On Fri, 2014-09-19 at 18:39 -0700, David Lang wrote

Well being used to something bad, doesn't mean things cannot get better.
Routers (to which I have some experience at), rarely have processes
running that wouldn't matter if they are randomly killed; on a desktop
system you immediately notice an issue, and you can reboot, a router is
typically running unattended. Being locked out of such a system because
another process had a memory leak, can be an issue.

Turning off overcommit so that a program that wants to spawn a child will end up
requiring double it's memory (for the time between the fork and the exec) is
likely to cause programs to fail when they don't need to.

I'd be surprised if fork and exec worked that way. After a fork the two
processes share the same physical pages (see the notes on fork()
manpage), and overcommit applies to physical ram, not virtual.

No, Overcommit says that you can have more virtual RAM than physical RAM + swap. That's what overcommit is.

So when you fork a process, it takes double the memory with overcommit off than it does with overcommit on.

And unlike desktops, you can't just say "allocate a lot of swap" to
cover this up.

The same argument works the other way as well. A process using more
memory than the available in the router will force some other
(arbitrary) process to be killed.
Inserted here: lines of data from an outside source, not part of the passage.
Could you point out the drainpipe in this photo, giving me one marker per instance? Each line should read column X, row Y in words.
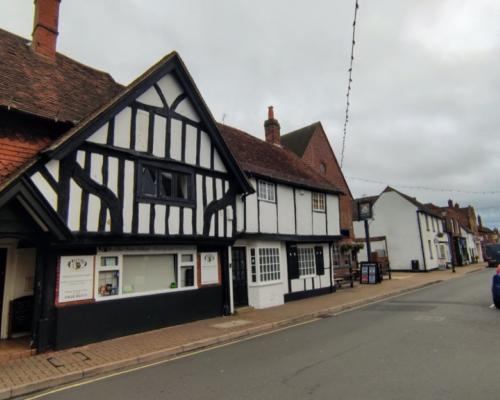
column 421, row 240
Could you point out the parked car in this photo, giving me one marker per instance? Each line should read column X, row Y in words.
column 492, row 255
column 495, row 288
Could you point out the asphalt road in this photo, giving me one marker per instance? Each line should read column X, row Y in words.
column 441, row 342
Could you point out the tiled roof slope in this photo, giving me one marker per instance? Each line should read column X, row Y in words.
column 258, row 157
column 61, row 89
column 298, row 140
column 17, row 150
column 421, row 207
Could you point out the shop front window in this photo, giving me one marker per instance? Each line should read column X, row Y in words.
column 134, row 274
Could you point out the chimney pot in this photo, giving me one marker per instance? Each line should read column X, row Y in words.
column 272, row 128
column 45, row 27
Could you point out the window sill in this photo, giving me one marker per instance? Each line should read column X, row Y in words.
column 142, row 294
column 266, row 201
column 266, row 283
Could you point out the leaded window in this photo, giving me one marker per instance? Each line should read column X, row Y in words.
column 269, row 264
column 158, row 184
column 307, row 262
column 319, row 203
column 266, row 191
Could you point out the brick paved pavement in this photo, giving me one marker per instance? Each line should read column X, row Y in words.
column 55, row 368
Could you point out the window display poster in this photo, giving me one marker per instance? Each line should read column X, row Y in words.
column 76, row 278
column 209, row 268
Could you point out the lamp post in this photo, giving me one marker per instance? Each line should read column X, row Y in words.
column 365, row 212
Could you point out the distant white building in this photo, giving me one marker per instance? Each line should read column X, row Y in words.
column 410, row 233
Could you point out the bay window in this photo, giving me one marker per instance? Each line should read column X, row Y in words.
column 134, row 273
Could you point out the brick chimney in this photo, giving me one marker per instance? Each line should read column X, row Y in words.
column 272, row 128
column 45, row 27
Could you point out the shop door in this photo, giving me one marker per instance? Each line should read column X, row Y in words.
column 240, row 284
column 3, row 264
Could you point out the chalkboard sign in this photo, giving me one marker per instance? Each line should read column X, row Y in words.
column 370, row 273
column 21, row 314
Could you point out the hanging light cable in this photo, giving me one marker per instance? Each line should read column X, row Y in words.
column 353, row 43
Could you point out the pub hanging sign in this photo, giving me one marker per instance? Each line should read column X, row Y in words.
column 76, row 278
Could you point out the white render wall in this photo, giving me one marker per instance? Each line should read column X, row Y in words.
column 270, row 294
column 279, row 217
column 432, row 228
column 396, row 219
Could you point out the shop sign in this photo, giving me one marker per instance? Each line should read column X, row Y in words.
column 209, row 268
column 76, row 278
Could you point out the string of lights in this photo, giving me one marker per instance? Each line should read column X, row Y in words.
column 480, row 192
column 348, row 95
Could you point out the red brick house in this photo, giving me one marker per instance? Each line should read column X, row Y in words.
column 312, row 145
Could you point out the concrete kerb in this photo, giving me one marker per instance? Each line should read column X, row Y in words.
column 165, row 354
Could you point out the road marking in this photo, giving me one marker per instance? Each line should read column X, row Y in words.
column 111, row 375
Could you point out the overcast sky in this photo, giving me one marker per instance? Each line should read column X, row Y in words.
column 425, row 102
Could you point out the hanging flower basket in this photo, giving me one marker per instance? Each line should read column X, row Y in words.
column 351, row 247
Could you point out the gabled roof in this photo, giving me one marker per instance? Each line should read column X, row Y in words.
column 61, row 89
column 260, row 158
column 298, row 140
column 420, row 206
column 171, row 63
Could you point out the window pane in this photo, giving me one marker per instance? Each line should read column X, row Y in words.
column 109, row 261
column 145, row 273
column 183, row 186
column 269, row 263
column 108, row 283
column 166, row 184
column 148, row 181
column 307, row 261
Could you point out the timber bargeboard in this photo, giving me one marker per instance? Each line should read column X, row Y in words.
column 91, row 176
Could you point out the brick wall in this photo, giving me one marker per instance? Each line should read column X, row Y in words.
column 318, row 152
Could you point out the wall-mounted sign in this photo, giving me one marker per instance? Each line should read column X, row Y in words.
column 364, row 210
column 76, row 278
column 209, row 268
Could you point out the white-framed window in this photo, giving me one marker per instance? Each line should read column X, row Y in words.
column 269, row 264
column 442, row 251
column 319, row 202
column 138, row 273
column 266, row 191
column 307, row 261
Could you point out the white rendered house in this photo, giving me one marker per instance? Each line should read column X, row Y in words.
column 411, row 232
column 285, row 230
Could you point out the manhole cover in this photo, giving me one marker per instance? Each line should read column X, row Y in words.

Unlike desktops you can't just say
"allocate a lot of swap" to cover this up.

What you _can_ do, is tell to the process that uses more memory than the
existing one, that there is no memory left.

But turning overcommit off doesn't tell a process that uses more memory than the existing one that there is no memory left, it tells the first process that tries to allocate memory after it runs out that there is no memory left.

This could be the process that's using an unusual amount of memory, or it could be sshd allocating a buffer to use to log.

Even if it gets the right process, you are assuming that the programs properly check for errors after anything that allocates memory. This is very commonly not the case, so you still get random failures.